When directors and chairs are chosen on the basis of preexisting relationships, which many or most are, this means directors are beholden to each other, or worse yet, to management. These directors will not speak up or ask tough questions, as they are owned by their extra-boardroom relationships. The board becomes accountable to management rather than the other way around. Boards where fraud has occurred often met governance guidelines, including Enron. Andy Fastow said that the Enron board not only approved but encouraged his actions (in the words of one director): “Fastow you are a —- genius!” Recruit directors who have no pre-existing relationship to any other director or manager. This includes female directors.

  1. Recruit independent, competent directors with courage.

Independence of mind is not formal independence. Smart managers can capture directors through relationships, perks and incentives. There are directors on boards are well out of their depth. They are there because of relationships, profile and glow, but know little about the actual business and cannot or will not challenge because they are captured. Seeing them ask perfunctory questions is akin to a fork trying to hold water. Only when a director is truly independent and competent, can that director then challenge. Often directors are docile because they simply do not know what to do.

  1. Set tone at the top.

Lastly, and most importantly, set the ethical tone. The actions and behaviour you observe as a director is the tone that you have just accepted. Good tone at the top is unambiguous, applies to everybody, and is consequential. And it is exercised. It is the board, not just management, that sets tone. I recall the story of the audit committee chair who saw the CFO go through customs at an airport and not declare a bottle of wine. The next morning, the CFO was fired.

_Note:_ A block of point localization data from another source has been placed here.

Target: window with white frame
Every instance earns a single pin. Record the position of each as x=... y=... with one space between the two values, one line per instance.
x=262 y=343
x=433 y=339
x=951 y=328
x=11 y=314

Management is fond of explaining unethical conduct away by saying it was a “rogue” employee. Boards are fond of explaining unethical conduct by saying “we missed it.” If boards and management teams are truly honest, they know they should not have missed it and that it was not a rogue employee. It was an employee operating within the culture that was accepted.

In all of my interviews of directors over the years, including during ethical failure, when I ask about directors’ greatest regret, the answer is consistently, “I should have spoken up when I had the chance.” Speaking up is incredibly important when it comes to tone at the top. If you are uncomfortable, “speak up” is the best advice I could give a director. Chances are, several of your colleagues are thinking the exact same thing.